This Australian State Scraps Taxes on Electric Vehicles
The government said the state will invest A$171 million in infrastructure for charging EVs.
Last year, only 0.7% of battery-powered models were sold out of Australia’s total vehicle sales.
Australia’s largest state economy will waive levies on electric vehicles and will offer other incentives, which add up to as much as A$490 million ($366.5 million), in an effort to increase the size of the EV market to half of all new sales within a decade.
The package includes a A$3,000 rebate for the first 25,000 new electric vehicles sold, with a A$68,000 ceiling, and scrapped stamp duty for those cost less than A$78,000.
The state will invest A$171 million in infrastructure for charging EVs, the government said on Sunday.
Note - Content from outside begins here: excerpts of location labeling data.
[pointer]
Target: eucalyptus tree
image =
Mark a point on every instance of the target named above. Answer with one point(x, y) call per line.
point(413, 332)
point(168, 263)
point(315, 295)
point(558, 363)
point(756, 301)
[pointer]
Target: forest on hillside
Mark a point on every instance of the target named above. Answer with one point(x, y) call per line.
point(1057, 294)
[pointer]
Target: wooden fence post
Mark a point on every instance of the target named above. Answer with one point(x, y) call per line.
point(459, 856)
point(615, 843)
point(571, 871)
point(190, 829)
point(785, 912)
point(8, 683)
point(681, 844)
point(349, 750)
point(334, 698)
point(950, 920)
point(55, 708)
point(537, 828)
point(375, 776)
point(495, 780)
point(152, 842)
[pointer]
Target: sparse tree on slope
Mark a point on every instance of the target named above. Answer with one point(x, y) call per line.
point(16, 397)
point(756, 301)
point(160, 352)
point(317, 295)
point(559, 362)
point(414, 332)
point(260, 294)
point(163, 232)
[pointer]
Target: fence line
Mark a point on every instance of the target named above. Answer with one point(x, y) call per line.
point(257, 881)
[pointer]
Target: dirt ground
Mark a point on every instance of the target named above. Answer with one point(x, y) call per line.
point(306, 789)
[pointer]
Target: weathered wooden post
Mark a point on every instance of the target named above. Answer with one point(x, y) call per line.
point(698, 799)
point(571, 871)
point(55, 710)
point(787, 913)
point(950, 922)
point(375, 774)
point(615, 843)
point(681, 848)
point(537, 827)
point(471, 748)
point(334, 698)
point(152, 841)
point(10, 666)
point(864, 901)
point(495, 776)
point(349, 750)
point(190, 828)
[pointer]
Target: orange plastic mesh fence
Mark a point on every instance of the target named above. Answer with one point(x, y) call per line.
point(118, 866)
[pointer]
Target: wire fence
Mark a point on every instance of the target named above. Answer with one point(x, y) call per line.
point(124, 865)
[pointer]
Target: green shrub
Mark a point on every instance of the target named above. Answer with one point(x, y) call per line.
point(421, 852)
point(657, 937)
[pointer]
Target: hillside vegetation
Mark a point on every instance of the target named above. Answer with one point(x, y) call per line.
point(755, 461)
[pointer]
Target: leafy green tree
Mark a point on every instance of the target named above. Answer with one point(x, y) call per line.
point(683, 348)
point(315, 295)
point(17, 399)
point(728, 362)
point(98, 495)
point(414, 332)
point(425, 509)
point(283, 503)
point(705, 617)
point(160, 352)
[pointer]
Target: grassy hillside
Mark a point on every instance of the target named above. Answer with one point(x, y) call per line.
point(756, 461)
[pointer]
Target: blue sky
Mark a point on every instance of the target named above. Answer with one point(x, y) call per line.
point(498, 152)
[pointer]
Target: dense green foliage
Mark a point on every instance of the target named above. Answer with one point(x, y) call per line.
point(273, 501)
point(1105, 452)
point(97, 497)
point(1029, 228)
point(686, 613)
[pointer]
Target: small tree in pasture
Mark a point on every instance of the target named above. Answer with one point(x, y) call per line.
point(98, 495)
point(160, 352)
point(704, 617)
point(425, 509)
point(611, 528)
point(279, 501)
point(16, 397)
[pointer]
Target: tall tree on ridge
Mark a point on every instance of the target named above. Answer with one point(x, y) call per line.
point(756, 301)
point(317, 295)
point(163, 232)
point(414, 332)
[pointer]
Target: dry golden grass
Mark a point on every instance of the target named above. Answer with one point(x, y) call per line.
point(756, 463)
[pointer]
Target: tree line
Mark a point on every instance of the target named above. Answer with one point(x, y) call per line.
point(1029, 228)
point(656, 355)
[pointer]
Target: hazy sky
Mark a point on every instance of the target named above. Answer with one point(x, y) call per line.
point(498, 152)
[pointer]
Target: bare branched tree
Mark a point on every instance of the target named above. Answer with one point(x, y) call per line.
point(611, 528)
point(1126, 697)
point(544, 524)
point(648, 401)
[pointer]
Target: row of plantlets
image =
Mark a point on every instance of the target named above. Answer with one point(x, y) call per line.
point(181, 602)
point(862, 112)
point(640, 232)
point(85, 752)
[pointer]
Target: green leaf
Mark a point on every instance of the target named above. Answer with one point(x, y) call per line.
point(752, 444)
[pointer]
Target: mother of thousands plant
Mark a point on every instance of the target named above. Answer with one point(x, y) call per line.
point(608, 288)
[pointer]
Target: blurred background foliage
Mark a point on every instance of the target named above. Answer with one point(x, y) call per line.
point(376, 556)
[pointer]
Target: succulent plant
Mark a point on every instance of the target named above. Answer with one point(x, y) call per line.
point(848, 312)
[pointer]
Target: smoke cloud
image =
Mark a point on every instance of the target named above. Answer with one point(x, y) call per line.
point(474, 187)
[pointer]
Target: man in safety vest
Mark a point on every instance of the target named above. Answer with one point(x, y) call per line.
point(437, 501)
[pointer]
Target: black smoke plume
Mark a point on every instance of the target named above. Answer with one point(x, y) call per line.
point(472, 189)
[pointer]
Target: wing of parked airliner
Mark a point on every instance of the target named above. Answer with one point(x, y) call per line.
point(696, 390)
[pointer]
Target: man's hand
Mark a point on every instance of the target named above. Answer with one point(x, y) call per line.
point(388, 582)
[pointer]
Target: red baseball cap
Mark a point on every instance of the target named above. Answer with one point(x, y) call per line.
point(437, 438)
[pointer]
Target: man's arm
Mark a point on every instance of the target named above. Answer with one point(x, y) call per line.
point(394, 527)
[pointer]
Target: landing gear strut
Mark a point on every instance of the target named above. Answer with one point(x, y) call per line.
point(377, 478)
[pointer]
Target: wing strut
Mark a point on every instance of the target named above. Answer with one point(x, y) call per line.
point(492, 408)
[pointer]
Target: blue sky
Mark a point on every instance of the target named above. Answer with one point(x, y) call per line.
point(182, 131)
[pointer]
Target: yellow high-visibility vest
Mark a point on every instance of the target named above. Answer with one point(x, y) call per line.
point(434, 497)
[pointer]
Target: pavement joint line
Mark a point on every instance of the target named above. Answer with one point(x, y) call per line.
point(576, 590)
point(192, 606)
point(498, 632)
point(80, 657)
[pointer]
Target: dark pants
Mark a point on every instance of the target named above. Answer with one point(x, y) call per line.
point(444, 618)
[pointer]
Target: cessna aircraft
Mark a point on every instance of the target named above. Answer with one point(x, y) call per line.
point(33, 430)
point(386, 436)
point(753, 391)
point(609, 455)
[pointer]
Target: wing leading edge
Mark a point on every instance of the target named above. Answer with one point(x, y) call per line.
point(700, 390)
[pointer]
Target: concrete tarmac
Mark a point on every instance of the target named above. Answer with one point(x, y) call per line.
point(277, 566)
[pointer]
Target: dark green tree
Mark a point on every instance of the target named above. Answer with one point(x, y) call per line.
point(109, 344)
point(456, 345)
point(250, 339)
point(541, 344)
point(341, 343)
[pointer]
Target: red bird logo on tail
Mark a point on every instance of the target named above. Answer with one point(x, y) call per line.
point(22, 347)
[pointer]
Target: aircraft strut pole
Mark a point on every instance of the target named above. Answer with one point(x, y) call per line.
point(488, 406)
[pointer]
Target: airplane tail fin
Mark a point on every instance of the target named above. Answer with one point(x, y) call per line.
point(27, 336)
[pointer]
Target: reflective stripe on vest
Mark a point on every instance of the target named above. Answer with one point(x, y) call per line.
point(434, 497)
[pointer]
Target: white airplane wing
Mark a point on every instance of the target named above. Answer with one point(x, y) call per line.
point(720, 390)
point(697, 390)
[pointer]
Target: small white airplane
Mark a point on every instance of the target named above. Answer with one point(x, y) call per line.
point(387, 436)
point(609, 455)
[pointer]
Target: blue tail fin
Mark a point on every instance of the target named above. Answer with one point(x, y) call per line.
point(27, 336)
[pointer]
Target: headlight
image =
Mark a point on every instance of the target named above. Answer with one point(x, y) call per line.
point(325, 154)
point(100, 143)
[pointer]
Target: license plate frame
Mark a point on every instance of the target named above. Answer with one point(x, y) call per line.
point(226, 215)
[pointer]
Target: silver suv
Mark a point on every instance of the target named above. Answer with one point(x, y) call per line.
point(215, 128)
To compensate for the loss of fuel excise revenue, electric car owners will face a road-user charge of 2.5 Australian cents a kilometer (1.55 Australian cents per mile) by 2027, or once EVs make up 30% of new sales, according to the framework released ahead of the state budget this week.
The state’s plan is the most aggressive yet in a country renowned for its isolated highways and culture of car-loving, and where even tractors outsell EVs two to one.
Battery-powered models made up just 0.7% of Australia’s total vehicle sales last year, ranking the nation among the worst in the Group of 20 for progress in de-carbonizing its roads, according to BloombergNEF.
“As the world’s right-hand drive market moves to manufacturing electric vehicles, we have to make sure we have the policies in place to give industry the green light to increase model availability and cut entry price points,” state Minister for Transport and Roads Andrew Constance was quoted as saying in the announcement.
Energy and Environment Minister Matthew Kean said with new cars averaging 15 years on the road, the majority of them sold in the state will need to be electric or hydrogen powered by 2035 to meet net zero emissions targets by 2050. Industry participants and interest groups embraced the plan.
“Many Australian governments have announced EV ‘plans,’ sometimes even ‘plans to have a plan’, but New South Wales is the first state to step up and deliver real action.”
Behyad Jafari, chief executive officer of the Electric Vehicle Council, said in a statement. The Sydney-based council has pushed for government subsidies akin to those in the U.K. and Europe to support EV automakers.
The model will “drive Australia out of the automotive third world,” Volkswagen Group Australia managing director Michael Bartsch said in a separate statement.
Under Australian import duties, buyers of many European car models face a luxury vehicles tax, and Bartsch claimed the group has been “disadvantaged by being the only top 10 selling brand in Australia that remains subject to a tariff designed to protect local manufacturing that ceased in 2017.”